Social Media at #TheDWord – Collectively Asking Better Questions

Last monday, I had the privilege of helping to plan and implement a social media strategy for a conference on Diversity in Theatre and Live Art, called The D Word, hosted and planned by nitroBEAT. (the hashtag was #TheDWord on Twitter if you want to have a dig through the archive, and nitroBEAT’s twitter account is worth a look/follow too – @nitrobeatuk)

It’s an area of discussion in the arts that is fraught with potential pitfalls – and for the event itself, carried the risk of not getting the people who most need to be in the room in the room, missing the tone of the discussion the audience WANT to have in the choosing of the talks, leaving people feeling talked at not with… It also was designed to build on – but not be constrained or engulfed by – the ongoing discussion around the deeply controversial work Exhibit B, that was canceled at the Barbican late last year after protests.  So what role social media in that setting?

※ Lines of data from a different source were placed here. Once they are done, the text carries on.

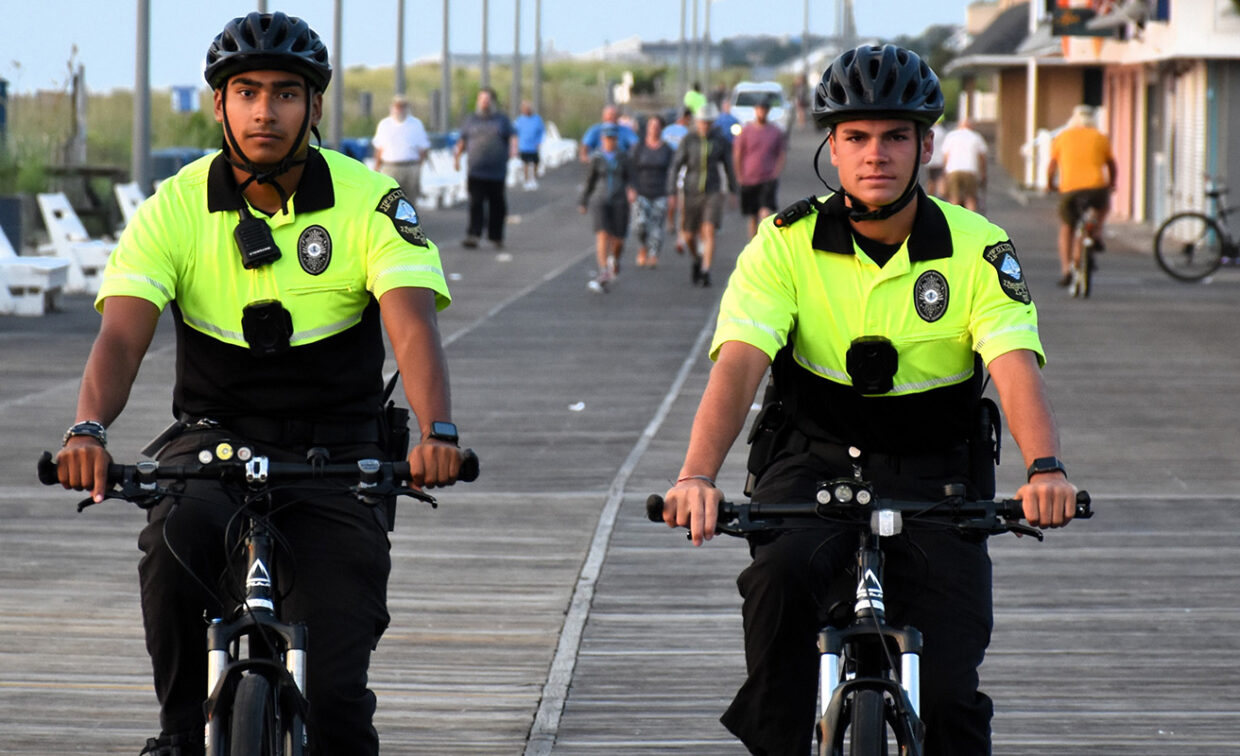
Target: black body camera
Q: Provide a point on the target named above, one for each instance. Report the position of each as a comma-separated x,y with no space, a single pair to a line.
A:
872,362
267,327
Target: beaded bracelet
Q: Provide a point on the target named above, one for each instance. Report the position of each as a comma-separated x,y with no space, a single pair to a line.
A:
696,477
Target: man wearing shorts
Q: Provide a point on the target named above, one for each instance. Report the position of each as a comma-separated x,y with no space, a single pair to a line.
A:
702,154
1085,165
759,153
611,174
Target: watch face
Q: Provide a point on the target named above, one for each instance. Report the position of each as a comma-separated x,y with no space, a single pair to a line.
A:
443,430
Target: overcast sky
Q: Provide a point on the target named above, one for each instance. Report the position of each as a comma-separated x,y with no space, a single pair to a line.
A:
37,41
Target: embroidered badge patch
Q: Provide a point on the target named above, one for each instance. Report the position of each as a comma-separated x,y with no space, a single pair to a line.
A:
314,249
930,295
1002,257
404,217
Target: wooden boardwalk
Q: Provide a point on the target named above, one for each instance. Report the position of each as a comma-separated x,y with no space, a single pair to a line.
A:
537,611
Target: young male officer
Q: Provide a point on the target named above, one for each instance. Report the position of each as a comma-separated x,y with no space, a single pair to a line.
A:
878,298
280,263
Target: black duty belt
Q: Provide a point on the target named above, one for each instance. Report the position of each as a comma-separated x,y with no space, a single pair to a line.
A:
945,462
278,431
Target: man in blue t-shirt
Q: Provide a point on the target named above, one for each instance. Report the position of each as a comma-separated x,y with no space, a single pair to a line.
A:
530,133
489,136
593,138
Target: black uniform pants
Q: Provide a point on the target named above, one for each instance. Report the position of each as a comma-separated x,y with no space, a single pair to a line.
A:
332,576
486,202
936,581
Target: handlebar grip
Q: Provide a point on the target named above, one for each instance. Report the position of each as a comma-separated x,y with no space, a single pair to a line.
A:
1084,508
47,474
655,507
469,469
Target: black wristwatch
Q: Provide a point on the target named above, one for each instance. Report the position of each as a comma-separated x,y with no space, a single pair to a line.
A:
87,428
1044,465
444,431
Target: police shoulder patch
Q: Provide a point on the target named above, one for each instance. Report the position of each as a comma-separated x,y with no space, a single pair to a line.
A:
314,249
1012,280
397,207
930,295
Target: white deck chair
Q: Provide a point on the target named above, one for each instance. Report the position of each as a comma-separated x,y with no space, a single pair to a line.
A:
87,257
129,196
29,285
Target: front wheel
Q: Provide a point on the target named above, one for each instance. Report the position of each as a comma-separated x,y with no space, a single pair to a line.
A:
256,729
1189,247
867,734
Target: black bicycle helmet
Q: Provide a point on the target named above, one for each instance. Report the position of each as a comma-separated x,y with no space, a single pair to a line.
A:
272,41
873,82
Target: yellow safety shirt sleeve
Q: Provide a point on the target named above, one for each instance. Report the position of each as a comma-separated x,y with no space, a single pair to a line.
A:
144,264
759,304
998,322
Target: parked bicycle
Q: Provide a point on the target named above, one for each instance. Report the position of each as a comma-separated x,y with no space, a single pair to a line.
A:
1088,229
869,671
256,700
1193,246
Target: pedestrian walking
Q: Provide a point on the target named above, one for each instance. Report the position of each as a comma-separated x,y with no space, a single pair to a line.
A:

The D Word was planned as a series of 6 ‘Ted-style talks’, of about 15 minutes each, with breakout discussions to explore the ideas further, broken up by coffee times and lunch. So we had a number of distinct areas where social media’s role and impact had to be considered.

My first thought and purpose was for the use of social media to be an agent of diversity in the discussion, for our documentation of what was going on to happen in a way that invited people into a conversation. I wanted to enable a level of communication between the inside and outside of the event. To feed thoughts ideas and questions through the walls of the building, virtually, and it do it in a way that both documented what was being said from the stages accurately, but also left room for the voices of others in the room to feed into that narrative, for there to be multiple voices commenting on and formulating questions from the talks that happened.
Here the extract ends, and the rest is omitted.